Sprouts.ai is a Generative Demand Platform for B2B revenue teams who are done guessing. Instead of adding another dashboard or enrichment layer on top of a fragile data stack, Sprouts rebuilds the operating layer underneath it. The result is a single connected system for real-time account and contact intelligence, signal-based orchestration, AI-driven next best action, and deep ICP qualification.
The platform serves CROs, RevOps teams, SDR and BDR leaders, and CMOs who need their data to tell the truth. Customers have seen a 3x increase in qualified leads, a 50% improvement in SDR and BDR efficiency, and over a 30% reduction in martech tool costs. Sprouts connects to Redis, Elasticsearch, and tenant-level Postgres to serve intelligence across 400 million data points in under two seconds.
What MCP unlocked for sprouts
The MCP server was a natural extension of Sprouts’ mission: bring the intelligence layer directly into the AI interfaces revenue teams already use, so they stop switching tabs and start getting answers. Kartikay Dhar, who leads product at Sprouts, built the initial MCP server himself as a pilot. It worked, and it quickly clarified the next challenge: making it secure enough to hand to enterprise customers.
The challenge: production-grade OAuth for MCP
- The MCP server worked and was already proving value. Users could ask natural-language questions and get fast, relevant answers across large multi-tenant datasets, validated through demos and early partner workflows.
- Security was pilot-grade, not enterprise-grade. Access relied on header-style authentication and service credentials, which was acceptable for known parties but became a blocker for enterprise rollouts and external AI ecosystems.
- Without OAuth, trust and control were hard to guarantee. There was no standardized consent flow, no clear scoped access model, and no straightforward way to demonstrate tenant isolation and permission boundaries to customers.
- Building OAuth correctly meant real engineering cost. Supporting modern flows, mapping scopes to tools, creating a usable consent screen, and validating tokens on every request would have taken significant upfront work.
- Maintaining it would be an ongoing burden. MCP standards and ecosystem expectations continue to evolve, and owning auth infrastructure long-term would pull focus away from the core data intelligence roadmap.
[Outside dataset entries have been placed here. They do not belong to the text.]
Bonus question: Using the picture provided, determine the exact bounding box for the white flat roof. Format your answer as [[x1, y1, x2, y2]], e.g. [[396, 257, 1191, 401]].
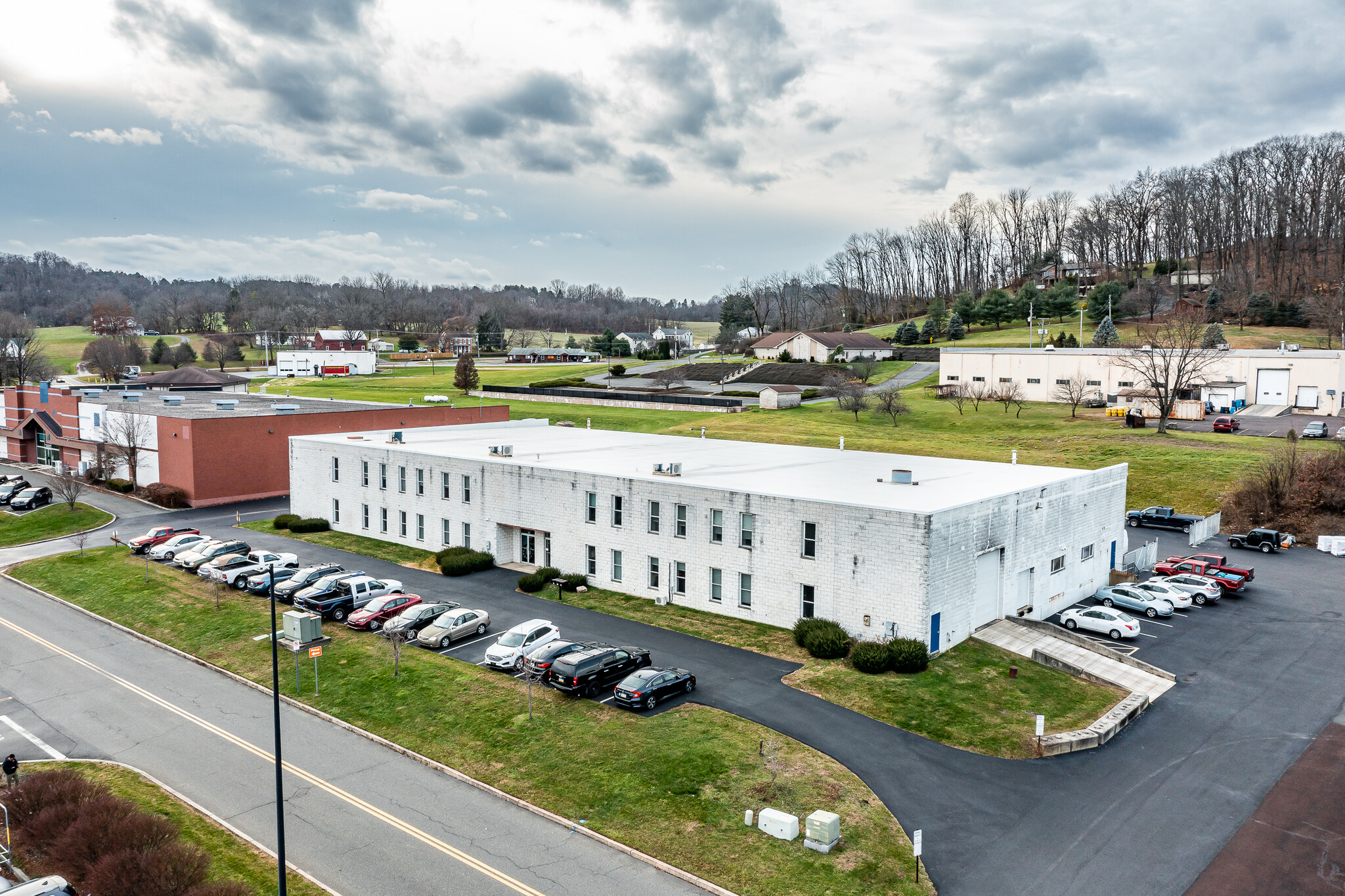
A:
[[292, 421, 1124, 513]]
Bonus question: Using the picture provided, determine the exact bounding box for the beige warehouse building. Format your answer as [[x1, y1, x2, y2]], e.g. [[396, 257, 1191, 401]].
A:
[[939, 348, 1345, 414]]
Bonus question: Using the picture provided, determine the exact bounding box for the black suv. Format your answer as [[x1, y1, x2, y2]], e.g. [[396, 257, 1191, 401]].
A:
[[548, 647, 650, 697], [276, 563, 343, 603]]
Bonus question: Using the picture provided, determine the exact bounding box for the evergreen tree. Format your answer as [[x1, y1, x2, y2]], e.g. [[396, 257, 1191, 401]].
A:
[[1092, 314, 1120, 348], [947, 312, 967, 341], [453, 352, 481, 393]]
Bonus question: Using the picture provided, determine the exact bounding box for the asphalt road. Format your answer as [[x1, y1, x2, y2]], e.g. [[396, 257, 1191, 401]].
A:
[[8, 508, 1345, 896]]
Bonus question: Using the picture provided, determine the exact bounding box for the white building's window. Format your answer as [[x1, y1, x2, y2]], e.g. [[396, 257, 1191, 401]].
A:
[[803, 523, 818, 559]]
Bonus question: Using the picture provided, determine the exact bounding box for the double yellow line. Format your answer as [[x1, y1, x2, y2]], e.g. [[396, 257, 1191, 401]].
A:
[[0, 618, 544, 896]]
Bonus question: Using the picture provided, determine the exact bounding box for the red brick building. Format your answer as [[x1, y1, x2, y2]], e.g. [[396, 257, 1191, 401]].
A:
[[0, 384, 508, 507]]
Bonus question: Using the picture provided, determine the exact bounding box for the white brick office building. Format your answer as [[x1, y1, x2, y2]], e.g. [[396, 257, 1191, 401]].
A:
[[289, 421, 1126, 649]]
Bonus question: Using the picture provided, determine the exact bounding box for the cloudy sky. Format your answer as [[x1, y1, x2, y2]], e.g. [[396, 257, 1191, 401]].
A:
[[0, 0, 1345, 298]]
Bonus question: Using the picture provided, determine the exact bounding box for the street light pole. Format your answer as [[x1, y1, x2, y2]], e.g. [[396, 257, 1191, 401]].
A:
[[267, 566, 288, 896]]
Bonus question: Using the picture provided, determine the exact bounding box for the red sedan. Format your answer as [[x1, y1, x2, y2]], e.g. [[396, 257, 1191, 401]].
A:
[[345, 594, 421, 631]]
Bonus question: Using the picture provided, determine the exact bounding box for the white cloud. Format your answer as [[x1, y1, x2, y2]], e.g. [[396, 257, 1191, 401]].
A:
[[64, 231, 493, 284], [70, 127, 163, 146]]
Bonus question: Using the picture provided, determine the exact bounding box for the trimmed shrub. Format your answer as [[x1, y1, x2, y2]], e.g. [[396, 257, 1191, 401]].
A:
[[145, 482, 190, 508], [850, 641, 892, 675], [518, 567, 561, 594], [888, 638, 929, 673], [439, 548, 495, 575]]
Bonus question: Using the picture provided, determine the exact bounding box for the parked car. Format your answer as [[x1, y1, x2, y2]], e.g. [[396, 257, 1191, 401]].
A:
[[416, 607, 491, 649], [175, 539, 252, 572], [148, 532, 209, 560], [481, 619, 561, 672], [1150, 572, 1224, 605], [1126, 579, 1192, 615], [1126, 507, 1201, 532], [1228, 529, 1289, 553], [246, 567, 299, 595], [127, 525, 200, 553], [1060, 607, 1139, 641], [1093, 583, 1173, 619], [549, 647, 652, 697], [9, 485, 55, 511], [276, 563, 344, 603], [345, 594, 421, 631], [0, 475, 28, 503], [382, 601, 458, 641], [612, 666, 695, 710], [295, 572, 402, 622], [196, 551, 299, 591]]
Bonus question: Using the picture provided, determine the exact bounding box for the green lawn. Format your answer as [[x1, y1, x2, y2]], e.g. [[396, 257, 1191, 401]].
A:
[[240, 520, 439, 571], [23, 761, 327, 896], [13, 548, 933, 896], [0, 501, 112, 548]]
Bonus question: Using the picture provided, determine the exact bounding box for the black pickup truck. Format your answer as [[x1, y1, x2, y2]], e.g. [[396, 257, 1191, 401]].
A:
[[1126, 508, 1204, 532]]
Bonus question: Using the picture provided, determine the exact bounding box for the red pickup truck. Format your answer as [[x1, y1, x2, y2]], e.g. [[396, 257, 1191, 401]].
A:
[[127, 525, 200, 553]]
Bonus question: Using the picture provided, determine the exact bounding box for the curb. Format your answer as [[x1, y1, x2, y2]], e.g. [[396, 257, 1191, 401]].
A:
[[0, 571, 737, 896], [20, 757, 342, 896]]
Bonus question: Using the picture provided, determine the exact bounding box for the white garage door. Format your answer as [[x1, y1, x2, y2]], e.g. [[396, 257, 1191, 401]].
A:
[[1256, 371, 1289, 404], [971, 551, 1000, 629]]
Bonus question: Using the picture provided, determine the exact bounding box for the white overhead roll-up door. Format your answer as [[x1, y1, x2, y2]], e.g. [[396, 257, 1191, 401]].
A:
[[1256, 371, 1289, 404]]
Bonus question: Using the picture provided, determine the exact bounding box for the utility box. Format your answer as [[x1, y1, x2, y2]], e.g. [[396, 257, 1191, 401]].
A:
[[757, 809, 799, 840], [284, 610, 323, 643]]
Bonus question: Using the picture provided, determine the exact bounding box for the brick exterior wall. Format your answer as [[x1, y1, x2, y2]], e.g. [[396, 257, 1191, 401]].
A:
[[289, 437, 1126, 649]]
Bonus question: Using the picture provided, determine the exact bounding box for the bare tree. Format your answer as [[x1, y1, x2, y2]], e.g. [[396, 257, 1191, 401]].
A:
[[102, 411, 152, 485], [873, 389, 910, 426], [1111, 313, 1218, 433], [1050, 371, 1088, 416], [51, 469, 87, 511]]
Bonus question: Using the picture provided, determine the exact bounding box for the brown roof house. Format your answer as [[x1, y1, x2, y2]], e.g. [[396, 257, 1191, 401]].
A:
[[752, 330, 896, 363]]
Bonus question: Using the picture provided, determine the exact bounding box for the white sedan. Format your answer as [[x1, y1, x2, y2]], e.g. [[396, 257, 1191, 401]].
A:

"The pilot proved the workflow. The hard part was getting it enterprise-ready without rebuilding half the system."
Kartikay Dhar,
Director of Product, AI, Sprouts.ai
The Solution
Sprouts integrated Scalekit's MCP auth layer into their existing homegrown Python server without migrating to a new framework or rebuilding any core logic. The existing server stayed exactly as it was. Scalekit handled everything that sits in front of it.
What Scalekit handled:
- OAuth 2.1 + PKCE for human users connecting through Claude Desktop or any MCP-compatible AI host, with a full browser-based consent flow
- Scope-based tool authorization so that individual MCP tools (data queries, account discovery, ICP analysis, signal routing) each carry specific permissions that users explicitly grant at consent time, not blanket access
- MCP consent widget surfacing meaningful, readable permission descriptions to end users before any data is accessed, configured directly from the Scalekit dashboard
- Token validation on every inbound call, with Scalekit issuing JWTs and the MCP server validating them without managing credentials itself
- Bring-your-own-auth compatibility: Scalekit dropped in as the auth layer directly, eliminating any requirement to first build or migrate a separate identity system
The results
With Scalekit handling the auth layer, Sprouts' MCP server is now open to enterprise customers and external AI platforms without exposing the kind of auth gaps that would stop a procurement or security review. The integration required no changes to existing server infrastructure and no migration to a new Python framework.
"I wanted to get the OAuth layer done without burning a full sprint rebuilding infrastructure we'd already built. Scalekit let us add auth to the existing server, configure the right permissions per tool from a dashboard, and move on. We didn't have to migrate to a new framework or touch the core logic."
Kartikay Dhar,
Director of Product, AI, Sprouts.ai
- Enterprise customers connect through a structured OAuth consent flow that surfaces tool-level permissions in plain language
- Tenant-level data isolation, already enforced in the data layer, is now reinforced at the auth layer before any query runs
- The MCP server is distribution-ready for ChatGPT, OpenAI's ecosystem, and any MCP-compatible AI host
The AI interfaces their customers already use can connect to Sprouts data directly, with the right permissions, for the right users, without Sprouts having had to build the auth infrastructure to make that possible.